Many CUPE members face job security threats due to privatization. CUPE 416’s experience shows that a long-term strategic plan can give power to members at the bargaining table.
The local understood that privatization was linked to bargaining, so their timeline to resist it mirrored the timeline for bargaining preparation.
City of Toronto workers’ job security language has always been a flashpoint in Toronto bargaining. These collective agreement articles have prohibited mass contracting-out in the city. The city has sought to weaken this language, and meanwhile solid waste collection has become a preoccupation of the Toronto public and media. The 2014 municipal election underscored this issue as Mayor John Tory made it clear the city would push ahead with further privatization.
With their timeline set, the local began executing a plan that included member engagement, research, communication, ally recruitment and city hall activity.
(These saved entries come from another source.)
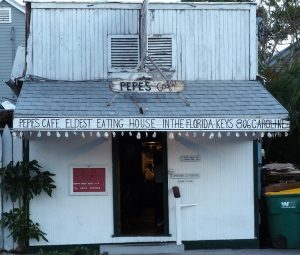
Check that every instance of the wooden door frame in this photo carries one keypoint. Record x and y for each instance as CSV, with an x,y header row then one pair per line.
x,y
116,186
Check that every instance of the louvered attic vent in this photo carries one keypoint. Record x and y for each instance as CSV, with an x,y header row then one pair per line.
x,y
124,52
160,50
5,15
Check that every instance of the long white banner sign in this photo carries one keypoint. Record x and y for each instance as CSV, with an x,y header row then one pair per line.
x,y
157,124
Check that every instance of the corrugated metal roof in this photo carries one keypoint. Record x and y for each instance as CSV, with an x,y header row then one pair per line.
x,y
206,99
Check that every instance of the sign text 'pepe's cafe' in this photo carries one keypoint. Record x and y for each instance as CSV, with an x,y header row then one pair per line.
x,y
155,124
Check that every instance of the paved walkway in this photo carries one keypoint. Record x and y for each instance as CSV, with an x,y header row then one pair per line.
x,y
239,252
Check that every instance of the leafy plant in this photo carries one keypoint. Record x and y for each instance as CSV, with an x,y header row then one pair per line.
x,y
21,183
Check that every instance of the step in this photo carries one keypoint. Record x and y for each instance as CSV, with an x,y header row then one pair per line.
x,y
142,248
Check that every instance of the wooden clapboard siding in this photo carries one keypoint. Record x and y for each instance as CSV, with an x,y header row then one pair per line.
x,y
223,192
212,42
9,47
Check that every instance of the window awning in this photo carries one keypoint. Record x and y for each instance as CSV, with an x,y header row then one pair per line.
x,y
92,106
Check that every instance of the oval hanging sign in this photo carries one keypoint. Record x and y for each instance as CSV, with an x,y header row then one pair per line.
x,y
144,86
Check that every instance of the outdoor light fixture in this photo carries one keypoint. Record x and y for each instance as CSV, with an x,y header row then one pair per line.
x,y
171,136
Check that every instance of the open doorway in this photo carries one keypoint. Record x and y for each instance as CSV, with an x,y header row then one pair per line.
x,y
140,185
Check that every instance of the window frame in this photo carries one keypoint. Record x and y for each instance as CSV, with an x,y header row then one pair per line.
x,y
115,70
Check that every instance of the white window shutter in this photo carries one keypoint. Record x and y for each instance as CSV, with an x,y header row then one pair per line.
x,y
5,15
160,50
123,52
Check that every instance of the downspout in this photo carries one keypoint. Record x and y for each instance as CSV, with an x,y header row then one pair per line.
x,y
1,200
27,32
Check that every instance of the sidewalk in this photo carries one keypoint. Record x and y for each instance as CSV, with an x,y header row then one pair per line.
x,y
238,252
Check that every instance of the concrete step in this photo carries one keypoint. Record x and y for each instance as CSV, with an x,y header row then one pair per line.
x,y
143,248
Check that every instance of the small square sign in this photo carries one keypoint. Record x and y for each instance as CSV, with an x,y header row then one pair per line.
x,y
88,180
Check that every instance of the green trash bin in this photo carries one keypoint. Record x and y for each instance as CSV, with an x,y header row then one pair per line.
x,y
284,219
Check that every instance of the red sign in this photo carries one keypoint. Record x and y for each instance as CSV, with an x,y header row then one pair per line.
x,y
89,180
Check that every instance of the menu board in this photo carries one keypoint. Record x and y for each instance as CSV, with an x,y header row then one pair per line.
x,y
88,180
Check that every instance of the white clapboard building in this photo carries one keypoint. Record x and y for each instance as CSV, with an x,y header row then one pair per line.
x,y
125,101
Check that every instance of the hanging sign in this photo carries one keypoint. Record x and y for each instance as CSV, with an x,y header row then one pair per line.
x,y
146,86
154,124
88,180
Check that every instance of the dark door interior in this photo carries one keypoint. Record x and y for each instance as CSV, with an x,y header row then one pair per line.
x,y
142,183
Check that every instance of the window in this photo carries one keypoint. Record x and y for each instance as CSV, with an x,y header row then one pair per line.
x,y
124,52
5,15
160,50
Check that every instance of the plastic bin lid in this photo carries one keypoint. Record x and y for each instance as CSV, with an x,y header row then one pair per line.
x,y
284,192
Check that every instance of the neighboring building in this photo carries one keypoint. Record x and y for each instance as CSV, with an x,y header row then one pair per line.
x,y
12,35
99,124
286,57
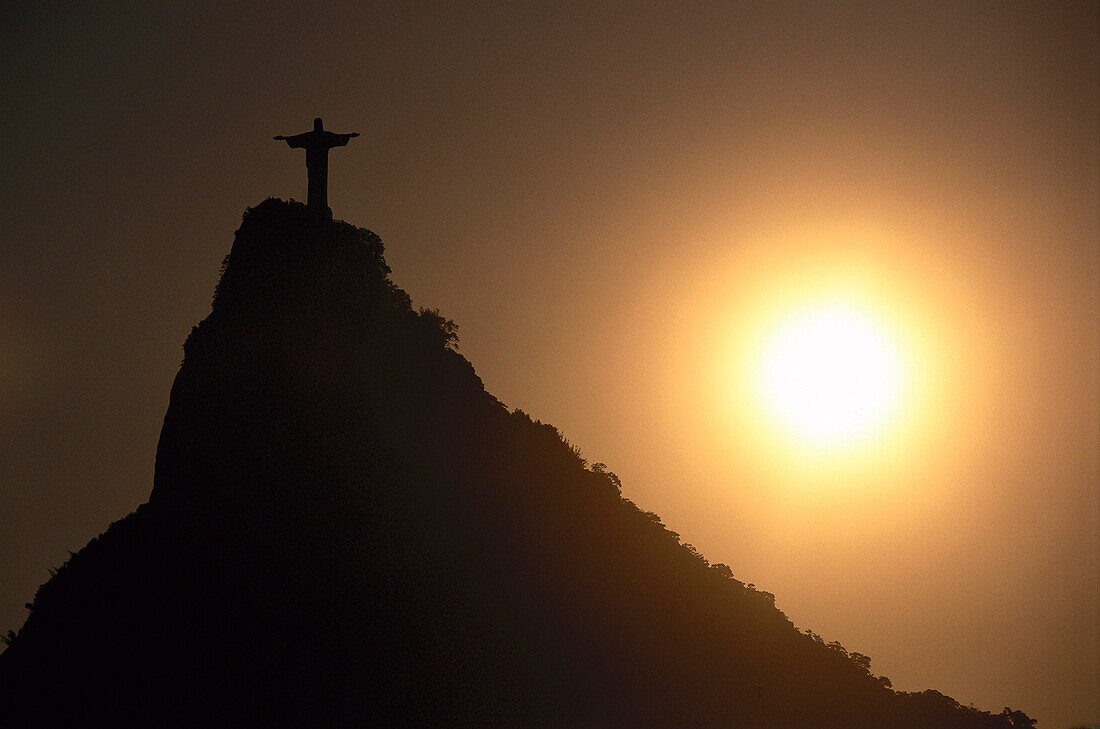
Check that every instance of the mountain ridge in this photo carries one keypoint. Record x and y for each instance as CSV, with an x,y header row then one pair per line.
x,y
345,528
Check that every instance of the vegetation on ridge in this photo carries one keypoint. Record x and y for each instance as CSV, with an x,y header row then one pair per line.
x,y
345,529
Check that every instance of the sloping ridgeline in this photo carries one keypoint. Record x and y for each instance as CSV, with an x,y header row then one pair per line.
x,y
347,530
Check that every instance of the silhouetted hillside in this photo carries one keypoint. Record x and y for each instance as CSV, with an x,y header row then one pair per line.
x,y
345,529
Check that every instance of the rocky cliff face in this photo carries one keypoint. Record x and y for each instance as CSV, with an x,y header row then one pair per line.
x,y
347,530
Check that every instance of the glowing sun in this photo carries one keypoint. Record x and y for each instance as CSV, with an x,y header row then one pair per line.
x,y
829,375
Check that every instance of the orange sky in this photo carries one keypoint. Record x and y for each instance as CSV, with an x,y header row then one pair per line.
x,y
605,196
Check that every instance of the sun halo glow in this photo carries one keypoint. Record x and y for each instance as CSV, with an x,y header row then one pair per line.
x,y
829,375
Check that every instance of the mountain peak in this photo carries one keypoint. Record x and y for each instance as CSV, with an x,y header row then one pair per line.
x,y
345,529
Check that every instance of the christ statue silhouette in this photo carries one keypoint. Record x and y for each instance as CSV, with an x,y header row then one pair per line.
x,y
317,145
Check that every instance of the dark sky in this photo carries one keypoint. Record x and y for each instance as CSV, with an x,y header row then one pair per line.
x,y
606,197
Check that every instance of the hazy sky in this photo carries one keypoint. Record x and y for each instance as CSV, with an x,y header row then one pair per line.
x,y
613,200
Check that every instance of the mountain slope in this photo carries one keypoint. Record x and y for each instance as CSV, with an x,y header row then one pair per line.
x,y
345,529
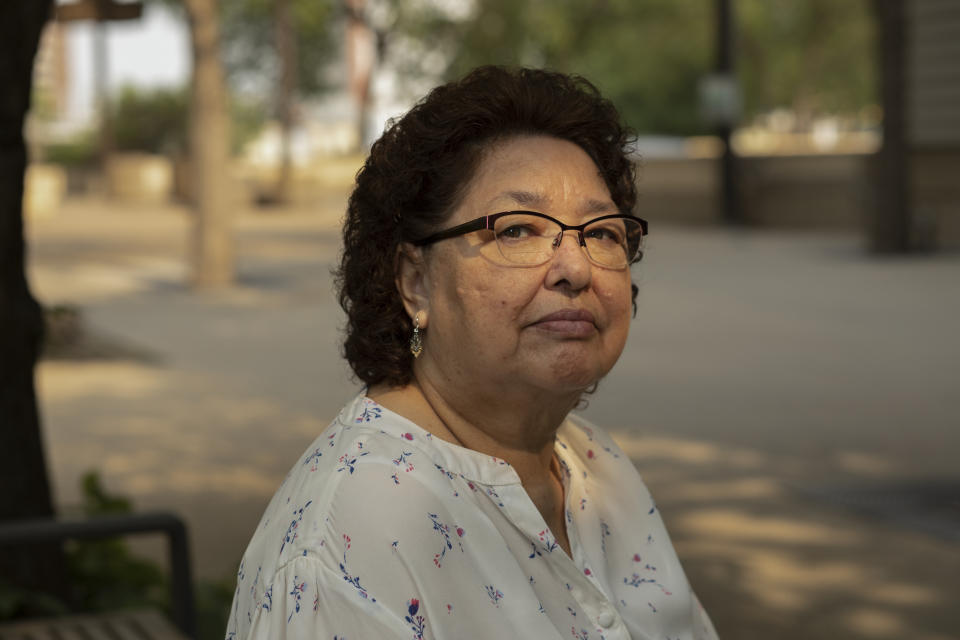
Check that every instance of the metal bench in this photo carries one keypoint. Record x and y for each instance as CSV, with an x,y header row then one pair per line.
x,y
121,625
The message was simple: further privatization will give Toronto residents worse service.
The facts were on our side as the eastern districts (where garbage collection is publicly provided) proved to be cheaper, had improved service and better met environmental diversion goals. Leading up to an important September 22 Toronto Public Works and Infrastructure Committee vote, we had changed opinions. The committee voted to delay discussions about further privatization. Even the Toronto Star editorial board supported the local’s position that increased privatization was not in the city’s best interests.
This victory achieved several goals. If the issue comes back to city hall during this term, it will be well after bargaining, removing the pressure of a major privatization and potential loss of up to 500 jobs. It also changed the discourse at city hall. Now, the debate was about how well CUPE members had been performing on the job and not the efficiency of the private sector.
We will always have to resist privatization of public services, but we can win by managing timelines and the agenda with a comprehensive long-term approach.